魔王と勇者の話をしよう
「丁度良い機会だ。……魔王と勇者の話をしよう」
「勇者……」
まあ、魔王がいるわけだし、そりゃいるか。
と、思いつつも、非現実的な相手からファンタジーな話をされている現状に、改めて夢を疑ってしまう。
促されて席に着くと、ラピスが切り出した。
「マーシュ人の歴史については、リル・リルハから聞いているな?」
ラピスの質問に頷く。迫害と殺戮の歴史は、一度聞いただけでも十分すぎるほど記憶に残っている。
「マーシュ人が国を作ったとき、他の人間たちに攻め滅ぼされなかった理由、それこそが、初代魔王だ」
「初代魔王……ってことは、ラピスのご先祖さま?」
浅緋がたずねると、ラピスは首を振った。
「いや。魔王は世襲制ではなく、その時最も含有魔力量が多い者が、魔王になる……そして、この世の全ての人類は、魔王に抗うことができない」
「抗うことができない? 命令に逆らえないってこと?」
「命令に逆らうことはおろか、顔を見て会話することも、魔力量の少ない者ならば私の前で立っていることすらできない。それが魔王だ」
「……え?」
ラピスが淡々と言うのを聞いて、すぐにある疑問が浮かんだ。
ならば何故、浅緋はこうしてラピスと会話できているのか。
「気付いたか」
ラピスの言葉に頷く。
「うん……オレがこうしてラピスと会話できるのは、異世界人だから、なの?」
「そうだ。
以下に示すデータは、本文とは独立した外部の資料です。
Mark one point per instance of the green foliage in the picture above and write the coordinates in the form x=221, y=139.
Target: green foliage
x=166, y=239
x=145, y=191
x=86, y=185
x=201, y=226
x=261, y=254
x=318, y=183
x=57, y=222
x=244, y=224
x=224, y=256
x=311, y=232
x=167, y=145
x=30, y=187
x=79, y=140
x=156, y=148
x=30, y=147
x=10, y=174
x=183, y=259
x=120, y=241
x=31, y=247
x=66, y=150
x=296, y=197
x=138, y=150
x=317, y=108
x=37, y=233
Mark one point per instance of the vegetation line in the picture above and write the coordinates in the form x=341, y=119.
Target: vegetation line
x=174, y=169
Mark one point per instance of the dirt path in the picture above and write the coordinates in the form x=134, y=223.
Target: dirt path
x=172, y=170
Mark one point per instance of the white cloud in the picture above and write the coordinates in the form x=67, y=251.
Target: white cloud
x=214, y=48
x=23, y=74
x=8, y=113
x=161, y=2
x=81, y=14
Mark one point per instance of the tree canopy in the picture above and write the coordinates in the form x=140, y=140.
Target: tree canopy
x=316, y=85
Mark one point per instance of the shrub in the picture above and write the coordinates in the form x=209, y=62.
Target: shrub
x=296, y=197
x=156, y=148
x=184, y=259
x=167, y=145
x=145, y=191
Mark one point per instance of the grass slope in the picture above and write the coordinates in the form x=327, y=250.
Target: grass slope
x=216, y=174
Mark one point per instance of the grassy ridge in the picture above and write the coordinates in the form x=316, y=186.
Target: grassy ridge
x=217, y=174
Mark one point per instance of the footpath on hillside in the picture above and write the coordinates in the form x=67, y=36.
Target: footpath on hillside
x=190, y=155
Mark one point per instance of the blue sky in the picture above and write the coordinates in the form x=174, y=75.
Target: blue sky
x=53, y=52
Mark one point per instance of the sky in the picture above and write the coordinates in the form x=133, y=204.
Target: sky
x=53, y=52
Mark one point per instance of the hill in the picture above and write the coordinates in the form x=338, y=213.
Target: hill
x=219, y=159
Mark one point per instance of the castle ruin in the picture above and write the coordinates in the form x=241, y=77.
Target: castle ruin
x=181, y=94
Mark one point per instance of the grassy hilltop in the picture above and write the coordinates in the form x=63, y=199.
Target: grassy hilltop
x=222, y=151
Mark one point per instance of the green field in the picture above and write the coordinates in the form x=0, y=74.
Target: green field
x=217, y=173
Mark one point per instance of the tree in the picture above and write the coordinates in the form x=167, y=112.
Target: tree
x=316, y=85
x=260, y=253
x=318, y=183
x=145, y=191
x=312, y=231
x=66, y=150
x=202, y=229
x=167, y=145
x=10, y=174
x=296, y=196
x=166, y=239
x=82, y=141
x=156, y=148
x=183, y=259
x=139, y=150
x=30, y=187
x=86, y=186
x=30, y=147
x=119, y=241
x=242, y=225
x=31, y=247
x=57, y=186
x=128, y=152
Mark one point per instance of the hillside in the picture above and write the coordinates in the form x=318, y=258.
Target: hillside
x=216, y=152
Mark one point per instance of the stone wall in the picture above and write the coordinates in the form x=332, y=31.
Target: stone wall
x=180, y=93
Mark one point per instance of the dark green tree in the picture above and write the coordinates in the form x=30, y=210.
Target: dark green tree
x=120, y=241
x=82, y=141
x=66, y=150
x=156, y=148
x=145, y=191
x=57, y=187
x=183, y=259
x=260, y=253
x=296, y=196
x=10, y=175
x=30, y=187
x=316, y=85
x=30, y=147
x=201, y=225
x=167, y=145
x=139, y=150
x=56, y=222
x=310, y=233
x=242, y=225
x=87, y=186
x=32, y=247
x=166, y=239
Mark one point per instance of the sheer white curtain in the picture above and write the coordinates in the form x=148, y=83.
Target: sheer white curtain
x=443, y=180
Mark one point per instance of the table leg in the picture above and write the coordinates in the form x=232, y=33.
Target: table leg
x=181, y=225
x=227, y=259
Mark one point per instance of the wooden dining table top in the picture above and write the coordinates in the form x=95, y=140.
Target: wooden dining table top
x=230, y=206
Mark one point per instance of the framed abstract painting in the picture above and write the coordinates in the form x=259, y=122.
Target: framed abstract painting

異世界人は、この世の理に支配されない。そして、魔力を持たず、魔王に抵抗する術のない人類も、それに気付いた。異世界人ならば、魔王を殺せる、と」
異世界人ならば、魔王を殺せる。
脳内でその言葉を反芻する。それはつまり、浅緋ならば、魔王を殺せる、ということだ。もっとも、お前なら殺せるから頼んだ、と言われても、そんなことしたくないが。
浅緋が自分の立場をはかりかねていると、ラピスが、ふ、と息を漏らして笑った。
「安心しろ。お前に殺されるほど私は弱くないし、お前は勇者ではない」
「勇者じゃ、ない?」
「ああ。異世界人の中でも、勇者は特別だ。勇者は『勇者の加護』を使うことができる。加護を受けた人間は、異世界人と同じく、魔王の威圧が効かなくなる」
思わず、「え!」と声が出た。
「それって、勇者の加護を受けた軍隊とかも作れるってこと?」
だとしたら、とてつもない戦力になりそうだ。むしろ、今でもマーシュ人が生き残っているのが不思議にすら感じる。
しかし、ラピスは首を振った。
「いや、それは不可能だ。勇者の加護を受けられるのは、せいぜい三、四人程度。過去にマーシュ国王を殺害した勇者たちも、その程度のパーティで行動していたと記録が残っている」
「なるほど……」
フィクションでよくある、勇者、戦士、魔法使い、聖職者、みたいなパーティだろうか。
「三、四人とはいえ、強力なメンバーを集めれば、十分すぎるほどの脅威だ。だからこそ、奴らは勇者の召喚に力を入れている。そして、運悪くそれに巻き込まれたのがお前だ、浅緋」
「えっ? ……ってことは、オレと一緒にこっちに来たあの人が、勇者?」
白い光に包まれた前後のことを思い出す。ともに光に包まれた同年代の男。顔も覚えていないが、あの男の召喚に浅緋は巻き込まれたのだろう。
ラピスは「ああ、そうだ」と頷いてから続けた。
「そして我々もまた、偵察班を通じて勇者の召喚の情報を得ていた。過去に召喚に巻き込まれた異世界人は隠蔽のため殺されていたようだが、今回は処刑人が欲を出してお前をオークションに出したから、我々が競り落とせた。運が良かったな」
「はは……」
そもそも召喚に巻き込まれた時点で運が良くない気がするのは、オレだけだろうか。
ただ、マーシュ人に救われたことは、紛れもない事実だ。浅緋はとうとう、初めからずっと気になっていた疑問を口にした。